Endovascular inflammation may be an important mechanism associated with early kidney dysfunction, particularly among blacks. This mechanism appears to be independent of IL-6-regulated pathways.
Pentraxin-3(PTX3)是一种炎症标志物,被认为与血管炎症有关,在晚期慢性肾脏病(CKD)中升高。PTX3 是否与轻度至中度肾功能障碍有关尚不清楚。
我们在动脉粥样硬化多民族研究 2824 名参与者中,用多元线性回归检验了 pentraxin 家族[PTX3、C 反应蛋白(CRP)和血清淀粉样蛋白(SAP)]蛋白与胱抑素 C 估计肾小球滤过率(eGFRcys)和微量白蛋白尿的相关性,调整了人口统计学(年龄、性别、年收入)、合并症(糖尿病、高血压、吸烟、体重指数、低密度脂蛋白、高密度脂蛋白、甘油三酯、ACE 抑制剂和他汀类药物的使用)和全身炎症[白细胞介素-6(IL-6)]。
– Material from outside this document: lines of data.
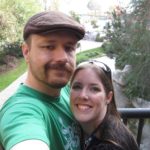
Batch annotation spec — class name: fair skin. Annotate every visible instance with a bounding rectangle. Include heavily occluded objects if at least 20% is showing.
[22,32,77,96]
[70,68,112,135]
[11,32,78,150]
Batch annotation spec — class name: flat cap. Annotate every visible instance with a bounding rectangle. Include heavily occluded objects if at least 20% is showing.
[23,11,85,40]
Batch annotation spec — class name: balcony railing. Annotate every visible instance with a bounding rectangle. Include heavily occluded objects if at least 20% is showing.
[118,108,150,147]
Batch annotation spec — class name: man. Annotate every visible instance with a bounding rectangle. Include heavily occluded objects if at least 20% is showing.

在 2824 名参与者中,平均年龄为 62 岁,平均 eGFRcys 为 94 mL/min/1.73 m2;25%为白人,25%为中国人,25%为非裔美国人,25%为西班牙裔。在所有经过充分调整的参与者中,PTX3 水平升高与 eGFRcys 降低独立相关,而与 IL-6 无关(lnPTX3 每增加一个单位,eGFRcys 降低 3.0 mL/min/1.73 m2,P<0.001)。相比之下,CRP 和 SAP 在人口统计学调整模型中与 eGFRcys 相关,但这些相关性在调整合并症和 IL-6 后减弱(lnCRPβ-0.06,P=0.9;lnSAPβ-0.35,P=0.7)。种族/民族之间存在显著的交互作用(P<0.001)。在调整人口统计学、合并症和 IL-6 后,lnPTX3 每增加一个单位,黑人的相关性显著(β-5.7 mL/min/1.73 m2,P=0.002),而西班牙裔(β-2.4,P=0.1)、中国人(β-0.91,P=0.5)或白人(β-0.26,P=0.9)则不显著。PTX3 和 CRP,但不是 SAP,在未调整模型中与微量白蛋白尿相关(Spearman 系数 PTX3 0.05,P=0.005;CRP 0.07,P<0.001;SAP 0.013,P=0.5),但这些相关性在充分调整后减弱。
血管内炎症可能是与早期肾功能障碍相关的一个重要机制,尤其是在黑人中。这种机制似乎独立于 IL-6 调节途径。